Well, part of that answer starts with the media campaign and critical response in 1915. To confirm just how big a deal it was at the time, I went and looked at the Moving Picture World issues for the end of 1915 and searched for its name. The movie actually had its first screenings in January, and officially premiered in LA in February, and movies at this time usually ran for a week or two at most, so just finding mentions of it being held over in New York week after week in October, November, and December was already an indicator of just how big a smash it was. There were still cities where it was opening for the first time as well, and these would list prices from 50 cents to $2 for seats (a lot of money in 1915) and packed houses of 2000 people or more. Many of these people, it was presumed, had already seen the picture in neighboring cities, or when traveling to larger urban centers. It broke records for screenings and attendance in various places during this time. In October, a story broke about a distributor paying $250,000 for the rights to it in 16 states, which was reported as “the largest transaction ever conducted for the rights to a traveling attraction in the history of the American theater” (later stories suggest that this may have been exaggerated).

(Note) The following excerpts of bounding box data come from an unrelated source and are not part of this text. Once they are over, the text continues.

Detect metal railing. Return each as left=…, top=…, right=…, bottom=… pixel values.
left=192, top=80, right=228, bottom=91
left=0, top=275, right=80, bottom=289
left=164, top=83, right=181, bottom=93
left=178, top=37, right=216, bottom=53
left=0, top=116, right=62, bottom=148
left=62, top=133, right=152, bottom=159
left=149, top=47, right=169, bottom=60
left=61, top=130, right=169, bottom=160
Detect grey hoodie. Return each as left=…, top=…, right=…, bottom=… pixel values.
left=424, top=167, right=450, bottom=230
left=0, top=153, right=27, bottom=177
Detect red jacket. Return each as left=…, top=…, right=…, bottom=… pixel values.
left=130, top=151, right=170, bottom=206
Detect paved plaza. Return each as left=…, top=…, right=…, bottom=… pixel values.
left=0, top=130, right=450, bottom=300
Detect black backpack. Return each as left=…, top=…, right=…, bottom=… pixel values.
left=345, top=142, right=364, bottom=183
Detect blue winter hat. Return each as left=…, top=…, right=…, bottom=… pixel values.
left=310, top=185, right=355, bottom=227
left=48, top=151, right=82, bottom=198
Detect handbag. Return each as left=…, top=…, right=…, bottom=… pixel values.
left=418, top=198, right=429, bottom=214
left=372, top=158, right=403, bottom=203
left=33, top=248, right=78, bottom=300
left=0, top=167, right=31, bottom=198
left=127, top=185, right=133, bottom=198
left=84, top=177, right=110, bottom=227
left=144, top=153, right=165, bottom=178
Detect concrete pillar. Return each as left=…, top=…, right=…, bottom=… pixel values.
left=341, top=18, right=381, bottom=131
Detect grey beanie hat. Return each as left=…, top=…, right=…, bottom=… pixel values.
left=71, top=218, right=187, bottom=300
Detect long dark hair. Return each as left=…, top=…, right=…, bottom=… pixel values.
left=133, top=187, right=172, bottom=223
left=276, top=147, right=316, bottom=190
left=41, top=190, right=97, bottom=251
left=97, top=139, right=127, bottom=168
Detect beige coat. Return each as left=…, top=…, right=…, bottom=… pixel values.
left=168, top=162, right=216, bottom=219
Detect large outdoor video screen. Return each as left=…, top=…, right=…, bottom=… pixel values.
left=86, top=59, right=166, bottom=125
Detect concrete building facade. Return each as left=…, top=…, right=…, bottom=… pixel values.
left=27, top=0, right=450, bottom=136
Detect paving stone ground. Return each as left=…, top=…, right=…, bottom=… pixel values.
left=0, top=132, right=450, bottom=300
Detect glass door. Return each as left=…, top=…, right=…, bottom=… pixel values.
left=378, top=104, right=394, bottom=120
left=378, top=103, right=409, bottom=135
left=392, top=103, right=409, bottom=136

Beyond the box office, I found that “The Birth of a Nation” was also treated as a major artistic achievement. Even passing mentions of the film frequently referred to it as “the big Griffith spectacle,” “this wonderful feature,” a “masterpiece,” or “an immense picture creation.” Studios compared their new releases to it, claiming them as “second only to The Birth of a Nation” or a movie with action that “outdoes ‘The Birth of a Nation’ in thrills.” One film was released as “a Birth of a Nation among children’s films,” and a new Mutual comedy was touted as “The Mirth of a Nation.” The Simplex projector company proudly stated that its machines were “used exclusively” for screenings of “The Birth of a Nation,” which were referred to as “the greatest production in the world.” The movie appealed to people who didn’t usually praise film at the time: the Minneapolis Superintendent of Schools is quoted as saying that “all children should see such pictures” and a Wisconsin pastor “thanks God” he lives in an age when he can see it.

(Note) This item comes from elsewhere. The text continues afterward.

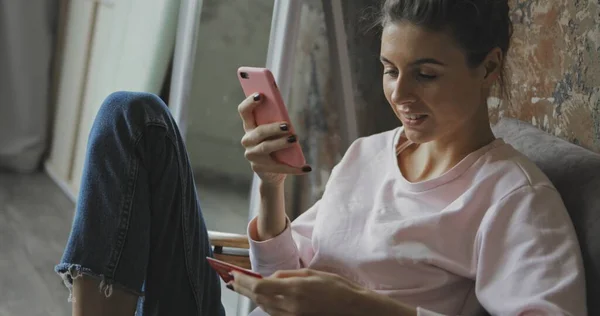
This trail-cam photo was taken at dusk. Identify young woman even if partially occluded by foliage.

All of this despite the fact that the movie met with resistance from the NAACP everywhere it opened, and that African Americans tried to get it banned anywhere they had a voice. The Moving Picture World, of course, was strongly opposed to censorship, and it’s even possible that to some degree their support of the film was a statement in favor of freedom of expression. But, the word “censorship” didn’t have the stigma then that it does today, a great many people did feel that there should be some kind of state control over what could be presented to audiences in theaters. Yet, again and again, and in spite of some strident arguments for the potential harm that could be caused by the racist material in the movie, white city counselors, official censor boards, and higher government officials passed the film, allowing its performance despite the objections of a part of their constituency.
The other aspect of all this that seems puzzling is that, when I look at the film now, it really isn’t all that impressive; least of all by comparison to other movies coming out in the US at the end of 1915. Maybe in February and March of that year there wasn’t much to beat it, but by the last months you’ve got “Carmen,” “The Cheat,” “The Italian,” and “Alias Jimmy Valentine,” all much more technically advanced, visually sophisticated, and narratively complex movies. Yet people at the time were still holding it up as the measure of cinematic greatness, and apparently being taken seriously, to judge again by box office success.

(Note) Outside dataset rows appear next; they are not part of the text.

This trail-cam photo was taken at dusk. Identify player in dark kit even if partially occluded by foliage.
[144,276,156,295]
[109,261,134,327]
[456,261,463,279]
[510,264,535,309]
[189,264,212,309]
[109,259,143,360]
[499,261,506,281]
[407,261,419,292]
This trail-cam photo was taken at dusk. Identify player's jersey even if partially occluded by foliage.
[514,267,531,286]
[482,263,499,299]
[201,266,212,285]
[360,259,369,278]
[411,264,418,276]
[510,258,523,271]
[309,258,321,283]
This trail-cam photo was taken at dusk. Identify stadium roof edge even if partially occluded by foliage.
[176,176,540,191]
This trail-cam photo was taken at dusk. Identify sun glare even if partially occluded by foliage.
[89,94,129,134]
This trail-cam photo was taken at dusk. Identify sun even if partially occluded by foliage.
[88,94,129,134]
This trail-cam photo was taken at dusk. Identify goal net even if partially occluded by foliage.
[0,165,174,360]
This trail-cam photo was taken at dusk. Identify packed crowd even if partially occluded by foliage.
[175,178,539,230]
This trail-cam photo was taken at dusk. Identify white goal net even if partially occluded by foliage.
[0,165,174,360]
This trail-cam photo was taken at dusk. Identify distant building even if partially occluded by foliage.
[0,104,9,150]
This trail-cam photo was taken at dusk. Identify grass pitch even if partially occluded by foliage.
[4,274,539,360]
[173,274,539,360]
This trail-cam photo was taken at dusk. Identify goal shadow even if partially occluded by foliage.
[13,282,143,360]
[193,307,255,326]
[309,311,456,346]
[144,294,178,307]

I may need several more essays to discuss usefully why this should be the case, but it begins with two points: white middle class audiences at the time lived in an environment where there was “nothing wrong” with the racial views the movie espoused, and Griffith successfully exploited the desire of white Americans everywhere to celebrate their national and racial pride. Reports of the record-breaking screenings in Portland, Oregon make much of “a score of horsemen clad in Ku Klux regalia [who] were a common sight on the streets” during the run (it will be recalled that Oregon had the highest per capital Klan membership in the nation only a few years later). The movie was shown at elaborate “movie palaces” or high-class dramatic theaters, with a full orchestra and uniformed ushers, not in second-rate nickelodeons. Moreover, it was one of the most explicitly nationalist features to come out of the US in that year. Other nations, especially Italy and Russia, had gotten in ahead in terms of making nationalist epics, and the Italian ones, at least, had been released in the US to the amazement of viewers. But they were the stories of foreigners, and I think Americans wanted to feel that their history was as important as the Punic Wars. Griffith gave them that, and whether his telling of it was true or not, it did conform with the historical myths that many believed, or wanted to believe, about their country. That this meant trampling on the dignity of a minority was far less important at a time in American history when African American enfranchisement was still tenuous, at best.